Yup betul sekali om, dalam hal ini kan itu sesuai selera si pemilik toko yang buka lapak di "toko"nya sendiri. Sedangkan ini forum, kalo gak salah beberapa tahun silam pernah ada pembahasan masalah aturan lelang-jual beli. ane cuba ubek2 ga nemu kesimpulan khusus yang jual beli. Pempublisan sih menurut pendapat saya mengarahka ketransparansi antar anggota. Dan berkaitan dengan nominal presentasi hak Koi-s juga.

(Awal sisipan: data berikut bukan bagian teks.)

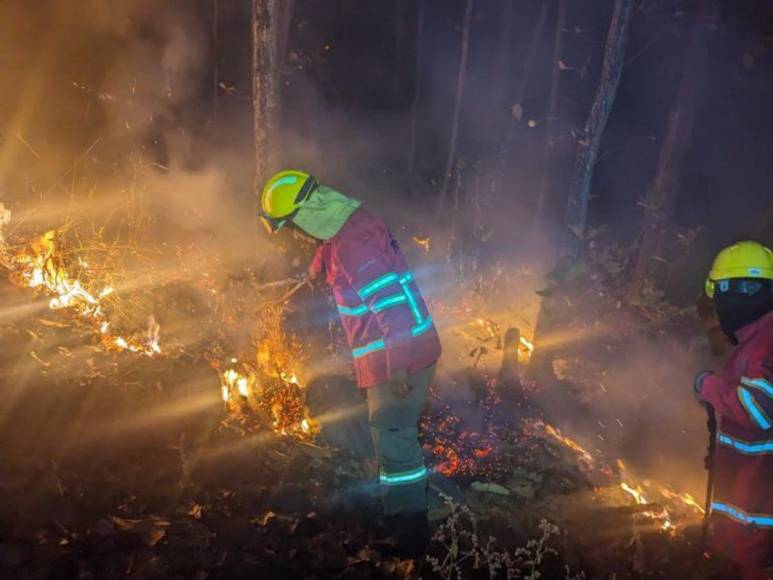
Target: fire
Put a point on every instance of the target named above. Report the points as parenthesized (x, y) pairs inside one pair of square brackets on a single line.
[(682, 503), (423, 242), (267, 386), (41, 267), (584, 455)]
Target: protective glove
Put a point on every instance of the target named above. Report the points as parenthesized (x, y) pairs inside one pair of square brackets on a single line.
[(399, 382), (698, 386)]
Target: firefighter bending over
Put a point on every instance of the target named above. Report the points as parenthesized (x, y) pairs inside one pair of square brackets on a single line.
[(394, 343), (741, 284)]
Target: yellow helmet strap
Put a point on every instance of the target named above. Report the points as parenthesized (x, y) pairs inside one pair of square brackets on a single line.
[(308, 187)]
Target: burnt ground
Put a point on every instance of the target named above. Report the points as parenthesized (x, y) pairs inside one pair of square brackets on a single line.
[(121, 467)]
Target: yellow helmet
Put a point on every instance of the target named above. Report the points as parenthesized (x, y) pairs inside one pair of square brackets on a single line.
[(283, 196), (742, 260)]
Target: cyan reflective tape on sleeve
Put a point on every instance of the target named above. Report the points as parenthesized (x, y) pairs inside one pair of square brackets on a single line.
[(412, 301), (357, 311), (368, 348), (389, 302), (753, 409), (761, 520), (404, 477), (760, 384), (377, 284), (380, 345), (422, 328), (746, 447)]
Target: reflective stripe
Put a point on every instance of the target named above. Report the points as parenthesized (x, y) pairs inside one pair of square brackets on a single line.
[(753, 409), (747, 447), (761, 520), (388, 302), (358, 311), (369, 348), (760, 384), (379, 344), (404, 477), (411, 301), (422, 328), (377, 284)]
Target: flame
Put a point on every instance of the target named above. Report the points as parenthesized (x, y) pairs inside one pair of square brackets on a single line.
[(423, 242), (567, 441), (41, 267), (268, 385)]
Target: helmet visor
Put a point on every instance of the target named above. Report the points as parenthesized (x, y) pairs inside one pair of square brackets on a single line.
[(744, 286), (272, 225)]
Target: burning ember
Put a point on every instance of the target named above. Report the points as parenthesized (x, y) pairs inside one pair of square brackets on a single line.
[(587, 459), (266, 387), (666, 507), (424, 242), (41, 267)]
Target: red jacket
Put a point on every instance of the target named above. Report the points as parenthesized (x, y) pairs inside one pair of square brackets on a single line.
[(742, 395), (385, 320)]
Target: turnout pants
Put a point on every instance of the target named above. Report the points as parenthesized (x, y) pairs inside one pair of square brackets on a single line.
[(394, 428)]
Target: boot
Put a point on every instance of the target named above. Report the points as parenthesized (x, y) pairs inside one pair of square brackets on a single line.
[(413, 535)]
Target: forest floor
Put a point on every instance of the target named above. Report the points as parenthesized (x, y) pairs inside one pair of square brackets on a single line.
[(121, 467)]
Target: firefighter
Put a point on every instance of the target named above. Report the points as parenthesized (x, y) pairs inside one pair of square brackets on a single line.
[(741, 284), (394, 343)]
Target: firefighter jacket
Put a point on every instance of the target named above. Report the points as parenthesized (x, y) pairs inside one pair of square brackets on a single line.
[(385, 319), (742, 395)]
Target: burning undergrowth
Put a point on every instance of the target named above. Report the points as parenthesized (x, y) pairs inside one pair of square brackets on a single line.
[(482, 431)]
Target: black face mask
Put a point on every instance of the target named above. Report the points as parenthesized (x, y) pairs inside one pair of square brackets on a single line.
[(736, 310)]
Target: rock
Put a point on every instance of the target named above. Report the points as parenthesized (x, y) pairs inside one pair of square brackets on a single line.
[(13, 554), (342, 413), (288, 498), (489, 487)]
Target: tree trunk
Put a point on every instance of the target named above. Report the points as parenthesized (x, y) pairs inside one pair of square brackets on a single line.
[(659, 201), (417, 83), (551, 118), (588, 145), (459, 94), (397, 72), (215, 57), (265, 85), (520, 92), (285, 25)]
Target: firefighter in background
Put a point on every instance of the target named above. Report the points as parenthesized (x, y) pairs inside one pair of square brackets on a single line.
[(741, 284), (394, 343)]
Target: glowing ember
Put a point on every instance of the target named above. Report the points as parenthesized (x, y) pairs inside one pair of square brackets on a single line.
[(423, 242), (567, 441), (41, 267)]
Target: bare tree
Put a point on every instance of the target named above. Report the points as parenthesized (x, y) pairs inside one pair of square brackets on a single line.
[(285, 23), (589, 141), (660, 199), (215, 57), (265, 84), (552, 116), (520, 92), (458, 96), (417, 82)]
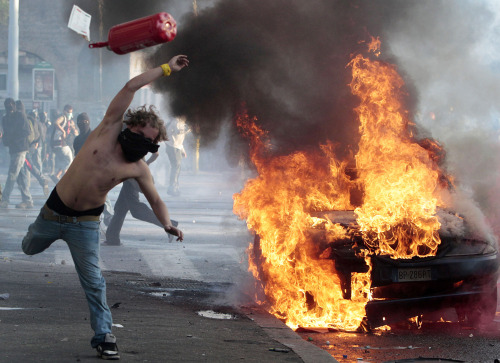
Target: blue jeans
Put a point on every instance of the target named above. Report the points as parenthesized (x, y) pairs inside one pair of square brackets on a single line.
[(175, 157), (83, 242), (19, 173)]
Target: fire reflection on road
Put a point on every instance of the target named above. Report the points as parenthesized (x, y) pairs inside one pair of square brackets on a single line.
[(442, 338)]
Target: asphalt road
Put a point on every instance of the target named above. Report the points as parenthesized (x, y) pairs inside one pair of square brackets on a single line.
[(210, 269)]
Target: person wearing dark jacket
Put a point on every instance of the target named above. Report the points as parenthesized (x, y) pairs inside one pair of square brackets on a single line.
[(33, 156), (83, 123), (16, 133)]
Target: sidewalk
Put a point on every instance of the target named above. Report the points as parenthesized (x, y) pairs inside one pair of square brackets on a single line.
[(45, 319)]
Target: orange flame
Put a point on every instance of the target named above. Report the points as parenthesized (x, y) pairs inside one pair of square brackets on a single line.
[(401, 183), (400, 179)]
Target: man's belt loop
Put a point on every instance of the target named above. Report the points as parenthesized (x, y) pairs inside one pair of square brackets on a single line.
[(49, 215)]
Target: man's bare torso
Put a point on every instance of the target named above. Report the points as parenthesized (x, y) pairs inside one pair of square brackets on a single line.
[(98, 167)]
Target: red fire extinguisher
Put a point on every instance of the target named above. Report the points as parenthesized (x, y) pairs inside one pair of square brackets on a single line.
[(141, 33)]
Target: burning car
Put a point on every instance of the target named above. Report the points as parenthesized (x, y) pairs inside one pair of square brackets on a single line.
[(462, 274), (334, 248)]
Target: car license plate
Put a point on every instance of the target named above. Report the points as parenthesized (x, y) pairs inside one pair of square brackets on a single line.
[(413, 274)]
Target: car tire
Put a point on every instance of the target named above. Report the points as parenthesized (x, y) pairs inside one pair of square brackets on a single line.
[(479, 312)]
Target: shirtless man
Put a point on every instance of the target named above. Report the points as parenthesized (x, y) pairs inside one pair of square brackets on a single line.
[(108, 157)]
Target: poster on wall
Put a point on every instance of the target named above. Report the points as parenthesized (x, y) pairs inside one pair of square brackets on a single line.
[(43, 84)]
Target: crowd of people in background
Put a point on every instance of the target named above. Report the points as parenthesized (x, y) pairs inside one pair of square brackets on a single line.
[(37, 147), (45, 148)]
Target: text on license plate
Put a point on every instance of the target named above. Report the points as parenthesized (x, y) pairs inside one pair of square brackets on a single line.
[(413, 274)]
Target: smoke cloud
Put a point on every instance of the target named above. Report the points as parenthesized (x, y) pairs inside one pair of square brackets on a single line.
[(285, 60)]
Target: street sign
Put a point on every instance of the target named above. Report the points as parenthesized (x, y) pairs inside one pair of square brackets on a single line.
[(43, 84)]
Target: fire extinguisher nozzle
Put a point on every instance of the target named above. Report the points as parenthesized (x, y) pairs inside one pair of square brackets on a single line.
[(98, 45)]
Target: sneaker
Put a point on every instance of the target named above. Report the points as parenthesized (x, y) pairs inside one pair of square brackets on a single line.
[(108, 349), (107, 219), (46, 188), (113, 243), (24, 205)]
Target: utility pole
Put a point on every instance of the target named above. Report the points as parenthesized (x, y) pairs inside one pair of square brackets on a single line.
[(198, 136), (13, 49)]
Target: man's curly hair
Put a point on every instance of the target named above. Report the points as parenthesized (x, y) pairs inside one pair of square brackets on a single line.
[(143, 116)]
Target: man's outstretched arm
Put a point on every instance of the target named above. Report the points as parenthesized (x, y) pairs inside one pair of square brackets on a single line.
[(122, 100)]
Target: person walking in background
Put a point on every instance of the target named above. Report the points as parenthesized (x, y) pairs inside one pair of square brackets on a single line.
[(177, 131), (59, 139), (83, 123), (42, 150), (17, 132), (32, 156)]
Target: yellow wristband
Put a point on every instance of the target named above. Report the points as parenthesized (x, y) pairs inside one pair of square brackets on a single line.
[(166, 69)]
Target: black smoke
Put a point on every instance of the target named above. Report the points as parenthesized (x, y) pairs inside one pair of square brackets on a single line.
[(284, 59)]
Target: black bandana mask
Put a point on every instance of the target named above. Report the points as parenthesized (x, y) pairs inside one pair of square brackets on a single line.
[(135, 146)]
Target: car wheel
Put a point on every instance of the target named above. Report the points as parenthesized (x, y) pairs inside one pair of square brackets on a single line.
[(478, 312)]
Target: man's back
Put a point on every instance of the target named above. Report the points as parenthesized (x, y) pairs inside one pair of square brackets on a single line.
[(98, 167)]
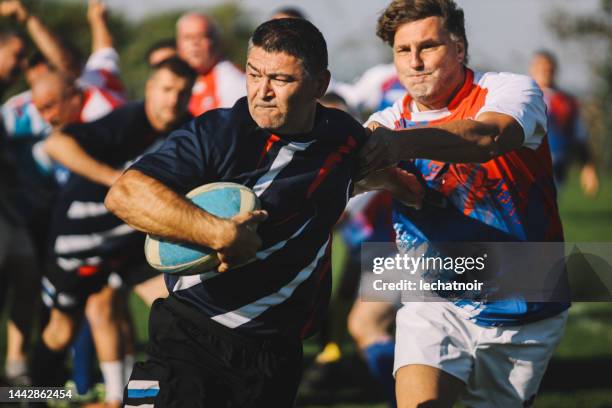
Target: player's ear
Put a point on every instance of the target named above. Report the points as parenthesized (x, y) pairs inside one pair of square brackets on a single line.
[(322, 83), (460, 47)]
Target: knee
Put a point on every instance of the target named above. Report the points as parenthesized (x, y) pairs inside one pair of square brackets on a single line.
[(98, 310), (59, 332), (356, 326)]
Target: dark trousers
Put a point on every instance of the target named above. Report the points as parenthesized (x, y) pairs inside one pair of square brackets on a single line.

Wwlaupun saya yakin, berapa pun yang terjual secara PM, si penjual pasti akan memberikan hak Koi-s sebesar harga PM/SMS/atau media komunikasi lain




> karena ini forum milik bersama hendaknya kepentingan semua pihak diakomodir dgn baik....artinya kewenangan moderator lebih ke *mengarahkan forum sesuai visi misinya* dan *jg menjaga spy hak member lain tdk terlanggar*. dgn adanya aturan harga hrs dipublish, or maybe tambahan lagi foto ikan hrs dari 3 sisi, harus ada video...bla bla bla.....*apakah hal itu tdk mengebiri hak member lain?*


 yup setuju, kita balikin lagi ke visi misi adanya forum ini, dan definisi/batasan hak-hak member. kalo masalah pengkebirian hak member sih ane cuma inget kata mbah, dimana kaki kita berpijak, disitu langit dijunjung.  :: 




> btw sekali lagi forum ini adalah milik bersama siapapun berhak mengajukan usulan yg membangun demi kemajuan bersama termasuk om ad jg...jd semoga postingan saya tdk dianggap sbg pembunuh ide orang lain.
> 
> salam.


 heheh gak lah om, ane juga ga suka buat hal yang berbau kontraversi . . :salim . . kita boleh lah ya beda pendapat . . tapi hobi tetep sama kan ya om? Koi heheh




> Hi om, menurut saya pribadi tujuan harga via PM adalah untuk melindungi reseller.
> banyak sekali reseller di dunia koi ini. kasihan kan reseller kalau harganya jelas2 terpasang untuk umum hehehe....
> 
> kebetulan saya juga lagi jual jadi saya ikut komentar ya om .
> kalau memang di peraturan nanti diharuskan, saya sih dengan senang hati akan open.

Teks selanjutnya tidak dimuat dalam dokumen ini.